The cow seemed to be in poor health. She was small, only about 2 to 3 years old herself, making this calf likely her first. Menz said that she was eating fine, but didn’t seem to get much energy from her browsing, so he worried she was ill.
Menz and Menkee, a friend in the neighborhood, started “feeding” the moose, by cutting down branches and saplings of trees moose prefer to eat. It’s illegal to purposefully feed wildlife, and even negligent feeding — such as leaving food unsecured — can net a fine. But Menz and Menkee asked Fish and Game what they could and couldn’t do for the moose. Providing alfalfa or other non-natural browse is not allowed, but cutting down trees on their own property so the cow and calf could reach them is fine. So that’s what they started doing last week, with the moose chomping right through anything they cut.
“Her eyes and everything looked OK, but she wasn’t moving much — always just grazing, lying down, grazing, lying down. She’d be lying there and she’d be panting so hard, like she was ready to give labor,” Menz said. “The last day before she died she ran around here in circles, snorting and growling, like she was just trying to get her lungs to breathe. It scared me — I didn’t know what was going on — and the little calf just sat there watching her — didn’t know what was going on, either. You could see his front legs shaking.”
That was Thursday. On Friday morning Menz noticed the cow lying just over a little hump in the yard not far from the house.
“I saw him trying to get her up — she’s lying flat like she died in her sleep.

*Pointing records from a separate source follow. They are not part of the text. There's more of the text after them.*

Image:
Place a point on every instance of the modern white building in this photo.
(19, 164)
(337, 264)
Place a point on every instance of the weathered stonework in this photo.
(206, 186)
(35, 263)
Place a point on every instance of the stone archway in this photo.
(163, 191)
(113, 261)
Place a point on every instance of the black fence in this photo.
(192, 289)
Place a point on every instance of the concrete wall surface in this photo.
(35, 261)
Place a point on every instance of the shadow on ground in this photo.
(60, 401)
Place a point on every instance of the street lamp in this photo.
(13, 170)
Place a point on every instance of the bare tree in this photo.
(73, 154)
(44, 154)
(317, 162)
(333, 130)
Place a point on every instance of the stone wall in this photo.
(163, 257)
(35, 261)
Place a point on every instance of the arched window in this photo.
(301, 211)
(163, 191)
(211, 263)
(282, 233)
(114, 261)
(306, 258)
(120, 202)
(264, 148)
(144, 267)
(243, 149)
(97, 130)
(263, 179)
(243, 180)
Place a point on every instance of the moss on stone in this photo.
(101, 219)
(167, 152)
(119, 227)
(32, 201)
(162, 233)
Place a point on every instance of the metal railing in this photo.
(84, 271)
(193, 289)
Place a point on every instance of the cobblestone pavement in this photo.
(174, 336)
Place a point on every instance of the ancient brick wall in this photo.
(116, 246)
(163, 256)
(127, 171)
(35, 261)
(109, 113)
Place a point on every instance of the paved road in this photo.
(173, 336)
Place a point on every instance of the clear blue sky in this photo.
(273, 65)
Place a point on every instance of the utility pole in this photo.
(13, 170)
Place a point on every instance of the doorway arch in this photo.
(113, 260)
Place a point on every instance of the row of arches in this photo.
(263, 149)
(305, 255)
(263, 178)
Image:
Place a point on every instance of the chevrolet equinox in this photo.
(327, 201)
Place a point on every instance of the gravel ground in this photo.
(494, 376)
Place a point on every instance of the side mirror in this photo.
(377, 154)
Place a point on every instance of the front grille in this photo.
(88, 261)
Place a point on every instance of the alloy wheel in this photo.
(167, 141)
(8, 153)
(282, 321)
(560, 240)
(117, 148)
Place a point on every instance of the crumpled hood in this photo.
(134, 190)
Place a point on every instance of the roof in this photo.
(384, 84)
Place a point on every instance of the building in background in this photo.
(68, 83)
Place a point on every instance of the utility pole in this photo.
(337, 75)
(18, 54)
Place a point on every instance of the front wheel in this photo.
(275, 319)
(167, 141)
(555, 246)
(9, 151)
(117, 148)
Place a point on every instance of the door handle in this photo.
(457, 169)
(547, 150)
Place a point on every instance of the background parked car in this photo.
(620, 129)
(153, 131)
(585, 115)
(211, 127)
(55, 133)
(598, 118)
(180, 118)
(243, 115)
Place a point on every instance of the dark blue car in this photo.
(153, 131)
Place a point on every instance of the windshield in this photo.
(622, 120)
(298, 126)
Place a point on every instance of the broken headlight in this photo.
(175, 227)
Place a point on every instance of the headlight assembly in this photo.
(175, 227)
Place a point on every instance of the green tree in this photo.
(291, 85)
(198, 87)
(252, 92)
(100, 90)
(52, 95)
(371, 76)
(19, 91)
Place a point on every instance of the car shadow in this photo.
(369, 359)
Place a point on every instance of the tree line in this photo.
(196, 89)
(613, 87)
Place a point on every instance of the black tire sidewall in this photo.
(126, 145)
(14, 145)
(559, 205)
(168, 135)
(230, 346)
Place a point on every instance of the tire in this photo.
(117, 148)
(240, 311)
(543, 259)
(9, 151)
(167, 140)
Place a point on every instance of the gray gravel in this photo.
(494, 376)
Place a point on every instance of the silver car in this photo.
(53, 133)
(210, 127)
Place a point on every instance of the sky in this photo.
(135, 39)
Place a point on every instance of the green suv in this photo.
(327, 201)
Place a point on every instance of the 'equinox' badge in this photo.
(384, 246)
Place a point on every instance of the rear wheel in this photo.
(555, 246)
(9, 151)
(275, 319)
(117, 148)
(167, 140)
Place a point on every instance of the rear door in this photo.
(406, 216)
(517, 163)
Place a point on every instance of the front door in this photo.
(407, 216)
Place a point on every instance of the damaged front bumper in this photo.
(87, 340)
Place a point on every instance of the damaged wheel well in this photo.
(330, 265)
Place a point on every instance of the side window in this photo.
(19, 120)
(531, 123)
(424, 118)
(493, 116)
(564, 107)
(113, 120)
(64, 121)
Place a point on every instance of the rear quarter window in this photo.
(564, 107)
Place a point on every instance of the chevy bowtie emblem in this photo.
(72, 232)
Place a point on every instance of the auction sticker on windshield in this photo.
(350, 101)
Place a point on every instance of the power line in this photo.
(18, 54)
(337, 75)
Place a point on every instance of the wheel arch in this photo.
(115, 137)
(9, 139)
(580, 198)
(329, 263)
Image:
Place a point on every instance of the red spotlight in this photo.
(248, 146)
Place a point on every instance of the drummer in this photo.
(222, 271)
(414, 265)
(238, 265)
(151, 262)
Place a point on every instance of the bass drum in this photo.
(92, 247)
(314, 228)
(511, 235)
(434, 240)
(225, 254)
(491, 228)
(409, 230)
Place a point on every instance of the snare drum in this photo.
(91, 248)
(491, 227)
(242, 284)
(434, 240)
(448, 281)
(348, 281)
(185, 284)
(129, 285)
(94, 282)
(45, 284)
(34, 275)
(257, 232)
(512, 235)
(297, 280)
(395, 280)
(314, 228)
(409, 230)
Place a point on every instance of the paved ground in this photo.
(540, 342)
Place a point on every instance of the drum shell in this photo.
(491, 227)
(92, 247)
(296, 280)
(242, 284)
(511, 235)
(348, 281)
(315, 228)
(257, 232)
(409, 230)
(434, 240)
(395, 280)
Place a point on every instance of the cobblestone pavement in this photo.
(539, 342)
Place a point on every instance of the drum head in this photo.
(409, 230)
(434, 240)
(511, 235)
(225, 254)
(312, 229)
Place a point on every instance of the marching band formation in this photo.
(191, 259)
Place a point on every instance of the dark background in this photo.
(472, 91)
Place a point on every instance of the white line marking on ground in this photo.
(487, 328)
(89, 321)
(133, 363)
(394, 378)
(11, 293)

I thought, ‘That’s weird, she’s not getting up or anything.’ And, oh, four hours later she’s still lying there, so I said, ‘That’s not right,’ and I went over there and she just had her head turned around in a lying position, not moving, and you could see where he had laid by her,” Menz said.
When it was clear the cow was dead, Menz called Alaska State Troopers and the Alaska Department of Fish and Game. When a moose dies on private property, it is, legally, the property owner’s large, potentially bear-attracting problem to deal with. It’s illegal for the property owner to harvest a moose under such conditions — not that the meat would be recommended as consumable when the cause of death is unknown or due to illness.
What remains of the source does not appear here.